Iglu.com has confirmed it will begin a redundancy consultation with a number of staff as the travel sector continues to battle the fallout from the Covid-19 pandemic.
The company currently has four brands – including Igluski, Iglucruise and Planet Cruise.
Richard Downs, chief executive of Iglu.com, said: “Iglu.com will be entering into a consultation process with staff as part of a full strategic review to reshape the business, with the goal of emerging from the pandemic stronger and poised to grow again when demand returns.
“I have written to staff to inform them that roles across the business are at risk.”
Iglu.com claims to be the largest independent agent of ski holidays in the UK, while it also has a large presence in the ski sector following our acquisition of Planet Cruise in 2013.
The company was founded in 1998, and currently has more than 200 staff.
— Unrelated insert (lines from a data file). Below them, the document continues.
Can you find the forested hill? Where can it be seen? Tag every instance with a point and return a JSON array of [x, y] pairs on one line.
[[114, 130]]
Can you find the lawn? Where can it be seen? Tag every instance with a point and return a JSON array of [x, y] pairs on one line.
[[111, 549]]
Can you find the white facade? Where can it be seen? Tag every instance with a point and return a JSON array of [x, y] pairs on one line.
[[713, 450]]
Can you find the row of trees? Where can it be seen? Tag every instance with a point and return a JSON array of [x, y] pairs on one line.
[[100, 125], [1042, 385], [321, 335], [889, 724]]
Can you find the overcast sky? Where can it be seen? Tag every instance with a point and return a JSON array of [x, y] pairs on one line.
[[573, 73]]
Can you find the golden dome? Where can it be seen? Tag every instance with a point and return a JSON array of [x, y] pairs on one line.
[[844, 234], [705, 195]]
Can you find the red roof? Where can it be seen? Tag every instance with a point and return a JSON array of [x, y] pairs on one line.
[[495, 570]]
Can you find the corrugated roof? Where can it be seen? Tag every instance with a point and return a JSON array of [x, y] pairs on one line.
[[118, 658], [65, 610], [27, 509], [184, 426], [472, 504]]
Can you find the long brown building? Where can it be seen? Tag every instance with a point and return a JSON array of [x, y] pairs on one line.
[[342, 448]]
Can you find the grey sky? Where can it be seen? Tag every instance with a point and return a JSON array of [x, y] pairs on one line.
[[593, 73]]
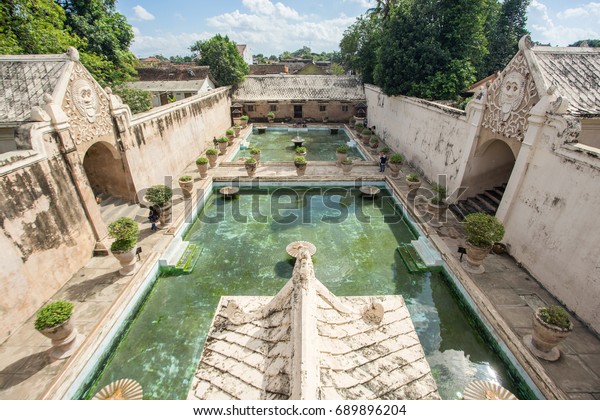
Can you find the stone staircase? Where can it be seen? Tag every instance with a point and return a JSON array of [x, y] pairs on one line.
[[113, 208], [486, 202]]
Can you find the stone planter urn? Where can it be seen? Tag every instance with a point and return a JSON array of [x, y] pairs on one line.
[[202, 169], [394, 169], [128, 261], [186, 186], [250, 167], [475, 257], [340, 157], [546, 336], [212, 160]]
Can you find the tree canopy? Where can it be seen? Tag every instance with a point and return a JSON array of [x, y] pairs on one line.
[[433, 49], [227, 66]]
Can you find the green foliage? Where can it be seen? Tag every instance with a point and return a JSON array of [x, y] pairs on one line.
[[53, 314], [483, 230], [300, 161], [412, 177], [159, 194], [555, 315], [226, 64], [125, 231], [441, 193], [138, 100], [396, 158]]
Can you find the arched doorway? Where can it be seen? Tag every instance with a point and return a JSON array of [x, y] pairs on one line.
[[107, 172], [486, 177]]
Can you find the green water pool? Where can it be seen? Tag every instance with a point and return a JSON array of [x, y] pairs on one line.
[[276, 145], [243, 244]]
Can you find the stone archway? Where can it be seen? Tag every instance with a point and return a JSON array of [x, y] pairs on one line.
[[107, 172], [491, 166]]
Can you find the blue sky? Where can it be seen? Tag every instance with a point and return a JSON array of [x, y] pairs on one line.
[[272, 26]]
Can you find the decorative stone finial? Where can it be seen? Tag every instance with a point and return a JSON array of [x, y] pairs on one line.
[[73, 53]]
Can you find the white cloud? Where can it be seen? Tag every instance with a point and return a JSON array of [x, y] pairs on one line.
[[571, 27], [142, 14]]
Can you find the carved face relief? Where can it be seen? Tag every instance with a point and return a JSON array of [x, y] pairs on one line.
[[85, 98], [511, 93]]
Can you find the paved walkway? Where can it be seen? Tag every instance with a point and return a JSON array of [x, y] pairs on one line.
[[506, 294]]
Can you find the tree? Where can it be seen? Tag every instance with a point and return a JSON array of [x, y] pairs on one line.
[[38, 27], [226, 64], [505, 35]]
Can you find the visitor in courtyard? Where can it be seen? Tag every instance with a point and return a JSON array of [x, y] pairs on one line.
[[382, 161], [153, 216]]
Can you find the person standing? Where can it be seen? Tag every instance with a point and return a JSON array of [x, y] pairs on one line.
[[382, 161]]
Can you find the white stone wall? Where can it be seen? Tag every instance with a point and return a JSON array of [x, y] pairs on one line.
[[432, 137], [162, 142], [552, 224]]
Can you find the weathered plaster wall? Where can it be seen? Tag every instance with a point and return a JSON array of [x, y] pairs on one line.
[[431, 137], [552, 226], [334, 110], [44, 237], [161, 143]]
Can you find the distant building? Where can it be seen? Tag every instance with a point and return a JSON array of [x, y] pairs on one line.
[[245, 52], [172, 83]]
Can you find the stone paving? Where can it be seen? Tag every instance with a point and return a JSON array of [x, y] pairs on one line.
[[505, 294]]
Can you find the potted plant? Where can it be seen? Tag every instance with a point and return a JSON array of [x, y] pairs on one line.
[[551, 325], [341, 153], [230, 133], [483, 231], [394, 163], [211, 154], [437, 204], [255, 154], [374, 142], [250, 165], [202, 165], [54, 321], [366, 134], [413, 181], [346, 165], [222, 142], [300, 164], [186, 183], [125, 233], [160, 195]]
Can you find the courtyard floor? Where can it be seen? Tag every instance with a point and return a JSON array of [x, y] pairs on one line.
[[505, 294]]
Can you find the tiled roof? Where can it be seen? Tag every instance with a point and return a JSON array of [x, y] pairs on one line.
[[291, 87], [172, 73], [24, 79], [576, 74], [306, 343]]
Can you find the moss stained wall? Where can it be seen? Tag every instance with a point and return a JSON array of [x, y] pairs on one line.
[[44, 236]]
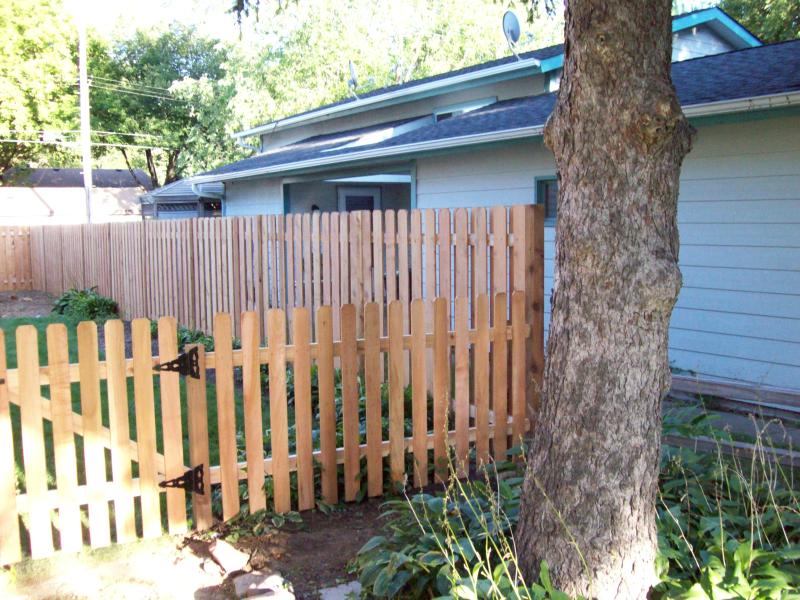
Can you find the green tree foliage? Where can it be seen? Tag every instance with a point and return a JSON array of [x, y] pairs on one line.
[[37, 76], [770, 20], [302, 61], [173, 86]]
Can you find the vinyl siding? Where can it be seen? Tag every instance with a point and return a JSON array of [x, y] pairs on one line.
[[738, 314], [253, 197]]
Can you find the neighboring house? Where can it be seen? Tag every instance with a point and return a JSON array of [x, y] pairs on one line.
[[473, 137], [57, 197], [182, 200]]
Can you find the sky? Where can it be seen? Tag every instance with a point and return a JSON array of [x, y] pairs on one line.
[[209, 16]]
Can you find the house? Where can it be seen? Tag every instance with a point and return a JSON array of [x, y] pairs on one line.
[[57, 197], [473, 137], [182, 200]]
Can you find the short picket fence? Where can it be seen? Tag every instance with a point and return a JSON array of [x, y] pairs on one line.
[[87, 447]]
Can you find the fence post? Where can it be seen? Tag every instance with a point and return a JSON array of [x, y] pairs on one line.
[[10, 551], [198, 438], [534, 303], [253, 427]]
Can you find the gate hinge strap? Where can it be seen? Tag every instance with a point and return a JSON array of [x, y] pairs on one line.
[[187, 364], [191, 481]]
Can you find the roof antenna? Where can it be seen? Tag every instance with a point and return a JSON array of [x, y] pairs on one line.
[[511, 30], [352, 83]]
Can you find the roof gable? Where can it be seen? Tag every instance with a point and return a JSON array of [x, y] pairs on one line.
[[771, 72], [542, 60]]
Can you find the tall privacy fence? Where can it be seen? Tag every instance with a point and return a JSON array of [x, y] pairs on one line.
[[92, 429]]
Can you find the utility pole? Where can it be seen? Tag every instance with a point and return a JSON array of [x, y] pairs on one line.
[[86, 132]]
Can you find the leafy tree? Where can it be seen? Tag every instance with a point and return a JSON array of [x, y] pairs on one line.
[[38, 98], [302, 62], [171, 86], [770, 20], [588, 507]]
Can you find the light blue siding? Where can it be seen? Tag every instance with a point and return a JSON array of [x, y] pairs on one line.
[[738, 314], [253, 197]]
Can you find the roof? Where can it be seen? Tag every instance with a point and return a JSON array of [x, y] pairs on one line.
[[550, 58], [108, 178], [741, 74], [181, 190]]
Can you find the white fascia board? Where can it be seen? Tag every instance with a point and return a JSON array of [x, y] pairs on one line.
[[697, 110], [428, 146], [742, 104], [422, 88]]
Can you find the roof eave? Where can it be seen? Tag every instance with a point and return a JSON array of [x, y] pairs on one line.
[[739, 105], [422, 90]]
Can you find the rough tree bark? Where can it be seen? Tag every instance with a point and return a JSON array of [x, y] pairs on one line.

Downs continued: “The unprecedented circumstances of the last few months have been the most challenging period in the 22 years since Iglu.com launched, as it has been for so many businesses in the travel industry.
“I cannot thank our team enough for their dedication, support and resilience, in such difficult circumstances.
“The success enjoyed at Iglu.com has been driven by the people who work here, so it is with great regret that it has become necessary to restructure the business.
“We are proposing to reduce our operating costs by 40-50 per cent to be a more appropriate size for the current trading environment.
“We are doing this as a short-term measure so that we can emerge stronger and return to growth when cruisers and skiers are able to travel again.
“We have investigated all avenues in order to retain jobs but as cruising drives the majority of our revenue, and with the pause of cruise operations ongoing, this has become necessary.
“We have organised external support for staff whose roles are made redundant after the consultation period, we will do all we can to help them showcase the great skills and experience we know they have to offer.”